Pr Michaël Peyromaure : Je dis effectivement que certains hôpitaux sont dignes du tiers monde. C'est vrai. Heureusement ça n'est pas la majorité. Il y a quand même de très bons hôpitaux en France.  

Tout le monde est responsable de cette dégradation. Majoritairement les politiques qui ont instauré beaucoup de réformes qui n'ont fait que dégrader l'organisation de l'hôpital et baisser les moyens alloués. Les différents acteurs du système, notamment certains médecins qui s'occupent moins de leurs malades que ne le faisaient nos ainés, sont également responsables. Je pense aussi à certains malades qui ont des comportements de plus en plus irrespectueux vis-à-vis des soignants et qui considèrent que la médecine est un dû. Ils viennent se servir à l'hôpital comme ils le feraient au supermarché. Enfin, les administratifs qui n'ont pas de comptes à rendre à la communauté hospitalière mais qui suivent des objectifs préétablis et qui n'en réfèrent qu'à leur hiérarchie.  

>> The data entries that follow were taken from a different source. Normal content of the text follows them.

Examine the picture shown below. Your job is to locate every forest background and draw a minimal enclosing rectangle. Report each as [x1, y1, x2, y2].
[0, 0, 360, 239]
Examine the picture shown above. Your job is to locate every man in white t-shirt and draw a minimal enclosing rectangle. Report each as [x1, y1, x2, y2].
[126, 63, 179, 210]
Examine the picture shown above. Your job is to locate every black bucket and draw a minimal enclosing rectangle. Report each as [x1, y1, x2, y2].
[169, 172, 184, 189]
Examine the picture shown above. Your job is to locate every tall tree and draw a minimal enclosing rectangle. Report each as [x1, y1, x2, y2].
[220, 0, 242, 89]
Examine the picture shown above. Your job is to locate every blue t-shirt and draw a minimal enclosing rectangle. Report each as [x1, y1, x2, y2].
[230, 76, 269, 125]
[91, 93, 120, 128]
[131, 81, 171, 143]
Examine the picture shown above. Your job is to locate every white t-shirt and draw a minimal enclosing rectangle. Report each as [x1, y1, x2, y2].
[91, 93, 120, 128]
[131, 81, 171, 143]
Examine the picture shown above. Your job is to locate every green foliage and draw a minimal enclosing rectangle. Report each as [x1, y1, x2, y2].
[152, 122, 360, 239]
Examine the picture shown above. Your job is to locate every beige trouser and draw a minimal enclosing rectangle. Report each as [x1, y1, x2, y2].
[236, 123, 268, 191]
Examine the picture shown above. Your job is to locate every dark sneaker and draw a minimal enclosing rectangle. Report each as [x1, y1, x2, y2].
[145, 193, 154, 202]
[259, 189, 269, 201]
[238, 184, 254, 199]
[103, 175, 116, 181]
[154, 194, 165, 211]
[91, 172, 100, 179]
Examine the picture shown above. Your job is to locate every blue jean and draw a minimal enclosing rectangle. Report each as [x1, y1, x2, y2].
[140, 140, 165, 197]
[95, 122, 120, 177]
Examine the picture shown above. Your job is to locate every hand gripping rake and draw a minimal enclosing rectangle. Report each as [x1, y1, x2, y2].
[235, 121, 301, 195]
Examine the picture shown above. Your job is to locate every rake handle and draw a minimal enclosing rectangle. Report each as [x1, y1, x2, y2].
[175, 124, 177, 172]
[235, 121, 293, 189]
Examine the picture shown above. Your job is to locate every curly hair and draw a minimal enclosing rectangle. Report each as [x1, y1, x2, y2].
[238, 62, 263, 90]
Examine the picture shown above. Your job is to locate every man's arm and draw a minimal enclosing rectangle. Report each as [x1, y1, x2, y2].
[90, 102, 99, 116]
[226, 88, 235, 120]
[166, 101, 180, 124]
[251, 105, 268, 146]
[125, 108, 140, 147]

Tous les acteurs du système sont fautifs, avec des niveaux de responsabilités différents, mais ce sont les politiques qui à mon sens ont fait les pires erreurs.  

 

La crise du Covid a réhabilité Roselyne Bachelot en tant que ministre de la Santé. Pourtant vous jugez qu'elle a été la pire… 

Oui, elle a été la pire de ceux que j'ai suivis, c’est-à-dire sur les vingt dernières années. C'est elle qui a poussé la loi HPST de 2009. Cette loi a rabaissé les médecins au rang de prestataires de service et a donné les pleins pouvoirs à l'administration. Le message général du livre est de dire que le pouvoir a changé de mains. Il était avant à la main des soignants. Il est aujourd'hui à celle de l'administration. Je trouve que c'est le plus grave de ce qui s'est passé ces vingt dernières années. Le point d'orgue de cette politique a été la loi HPST de Roselyne Bachelot. C'est pour cela que je lui en veux beaucoup et que je considère qu'elle a fait la pire réforme de l'hôpital.

 

Vous reprochez la "mollesse" des médecins qui se réveillent à peine et commencent "enfin" à désobéir avec la grève du codage. Qu’attendez-vous d'eux ?  

Je ne sais pas quoi attendre. Je pense qu'il y a en effet eu un petit mouvement de rébellion fin 2019 à l'époque des grèves et des manifestions, mais j'ai peur que cela fasse pschitt. Je le dis pour une raison très simple. De plus en plus de médecins installés dans les instances hospitalières se sont classés du côté de l'administration. Sur le terrain et dans les services, certains praticiens ont ponctuellement manifesté un désaccord.  Mais les commissions hospitalières sont en général tenues par des médecins obéissants qui, eux-mêmes, mangent dans la main de l'administration, cela laisse donc peu d'espace pour que les soignants reprennent la main.  

 

Vous regrettez la grande époque des mandarins qui avaient pourtant énormément de privilèges et qui ont été largement décriés. Au moins, ils avaient du "panache", dites-vous. Qu'apportaient-ils à l'hôpital ?  

Je ne regrette pas les mauvais comportements, comme les abus de pouvoir des mandarins, mais je regrette l'époque. Les malades étaient alors au cœur des préoccupations. On parlait des patients et non des procédures ou des schémas décisionnels et encore moins des commissions administratives. La vie de l'hôpital était focalisée sur les soins et les patients, ce qui est quand même notre cœur de métier.  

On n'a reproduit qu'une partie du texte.